The
performance of thermoelectric materials has been improved in the past
few years by a significant reduction of the thermal conductivity,
but this parameter has now reached its (amorphous) limit, which makes
the enlargement of the power factor (PF) critical. Here we present
a new concept, based on a hybrid system formed by a porous thermoelectric
solid permeated by a liquid with an inert salt dissolved (electrolyte),
which can be designed to significantly enhance the PF. The concept
is demonstrated in an Sb-doped SnO2 porous film permeated
with different inert salts (X+(BF4)−, X+ = Li+, Na+, K+)
dissolved in 3-methoxypropionitrile (3-MPN). A 61.9% average decrease
in the electrical resistivity without a significant variation of the
Seebeck coefficient was found in the case of 1 M LiBF4 in
3-MPN. As a result, the PF was remarkably increased 3.4 times.
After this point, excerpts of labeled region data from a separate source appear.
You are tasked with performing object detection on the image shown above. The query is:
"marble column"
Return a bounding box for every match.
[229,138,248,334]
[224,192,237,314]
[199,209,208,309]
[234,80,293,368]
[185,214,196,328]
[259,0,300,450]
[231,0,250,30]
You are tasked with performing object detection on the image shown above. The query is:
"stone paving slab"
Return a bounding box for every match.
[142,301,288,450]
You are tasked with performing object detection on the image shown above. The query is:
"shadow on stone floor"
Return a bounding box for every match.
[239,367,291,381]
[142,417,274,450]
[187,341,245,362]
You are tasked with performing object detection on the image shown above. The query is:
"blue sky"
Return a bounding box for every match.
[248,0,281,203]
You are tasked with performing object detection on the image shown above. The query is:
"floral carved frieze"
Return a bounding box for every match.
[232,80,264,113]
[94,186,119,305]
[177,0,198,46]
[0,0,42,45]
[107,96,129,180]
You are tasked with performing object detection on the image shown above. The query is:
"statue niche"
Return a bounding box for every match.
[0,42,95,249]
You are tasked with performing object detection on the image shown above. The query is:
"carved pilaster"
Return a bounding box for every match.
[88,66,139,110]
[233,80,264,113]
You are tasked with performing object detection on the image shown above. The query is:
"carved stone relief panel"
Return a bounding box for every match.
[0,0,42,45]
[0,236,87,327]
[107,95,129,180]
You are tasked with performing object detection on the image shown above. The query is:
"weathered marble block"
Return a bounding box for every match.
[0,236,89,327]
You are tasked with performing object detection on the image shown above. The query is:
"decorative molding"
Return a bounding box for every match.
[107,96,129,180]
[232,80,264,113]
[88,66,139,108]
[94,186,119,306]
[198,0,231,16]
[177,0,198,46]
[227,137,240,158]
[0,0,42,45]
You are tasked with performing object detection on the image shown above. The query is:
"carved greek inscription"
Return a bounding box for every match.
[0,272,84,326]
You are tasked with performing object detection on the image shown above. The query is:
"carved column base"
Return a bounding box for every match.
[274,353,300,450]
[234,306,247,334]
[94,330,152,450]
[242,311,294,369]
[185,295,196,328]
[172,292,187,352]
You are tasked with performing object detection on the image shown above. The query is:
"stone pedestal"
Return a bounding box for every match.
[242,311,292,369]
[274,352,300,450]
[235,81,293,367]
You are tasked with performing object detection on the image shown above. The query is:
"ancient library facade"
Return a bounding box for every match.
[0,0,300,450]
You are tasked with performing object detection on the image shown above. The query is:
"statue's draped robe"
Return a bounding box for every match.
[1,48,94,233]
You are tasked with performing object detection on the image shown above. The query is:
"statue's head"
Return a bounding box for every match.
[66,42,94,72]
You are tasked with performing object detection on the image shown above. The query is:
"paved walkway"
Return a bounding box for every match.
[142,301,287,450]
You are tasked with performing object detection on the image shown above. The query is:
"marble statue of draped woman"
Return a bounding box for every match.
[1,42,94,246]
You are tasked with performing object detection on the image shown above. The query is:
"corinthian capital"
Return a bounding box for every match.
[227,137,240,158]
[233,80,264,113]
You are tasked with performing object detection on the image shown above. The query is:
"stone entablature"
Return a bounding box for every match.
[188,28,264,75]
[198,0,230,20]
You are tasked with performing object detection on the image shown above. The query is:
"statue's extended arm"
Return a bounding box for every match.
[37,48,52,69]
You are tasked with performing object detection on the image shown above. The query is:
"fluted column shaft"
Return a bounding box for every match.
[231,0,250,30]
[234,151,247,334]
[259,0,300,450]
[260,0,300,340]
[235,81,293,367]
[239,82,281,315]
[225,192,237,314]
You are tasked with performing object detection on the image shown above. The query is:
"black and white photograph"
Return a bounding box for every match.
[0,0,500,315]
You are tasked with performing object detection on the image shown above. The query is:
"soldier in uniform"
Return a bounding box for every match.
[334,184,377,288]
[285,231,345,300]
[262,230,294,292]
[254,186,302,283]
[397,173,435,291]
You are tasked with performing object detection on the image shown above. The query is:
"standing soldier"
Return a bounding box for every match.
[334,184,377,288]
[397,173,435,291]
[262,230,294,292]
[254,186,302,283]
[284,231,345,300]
On
the other hand, 1-butyl-3-methylimidazolium (BMI+Y–, Y– = I–, BF4
–) ionic liquids were also employed as electrolytes.
Using the BMII ionic liquid, the electrical resistivity showed a more
significant average decrease of 82.5%; however, the absolute value
of the Seebeck coefficient was reduced by 35%, finally resulting in
an average enhancement of 2.4 times of the PF. The large enhancements
achieved are attributed to the modification of the electrostatic environment
of the porous solid by the ions in the electrolyte at the solid–liquid
interface. These results establish a new strategy for the significant
improvement of the PF which is not restricted to certain materials
and can be potentially applied widely.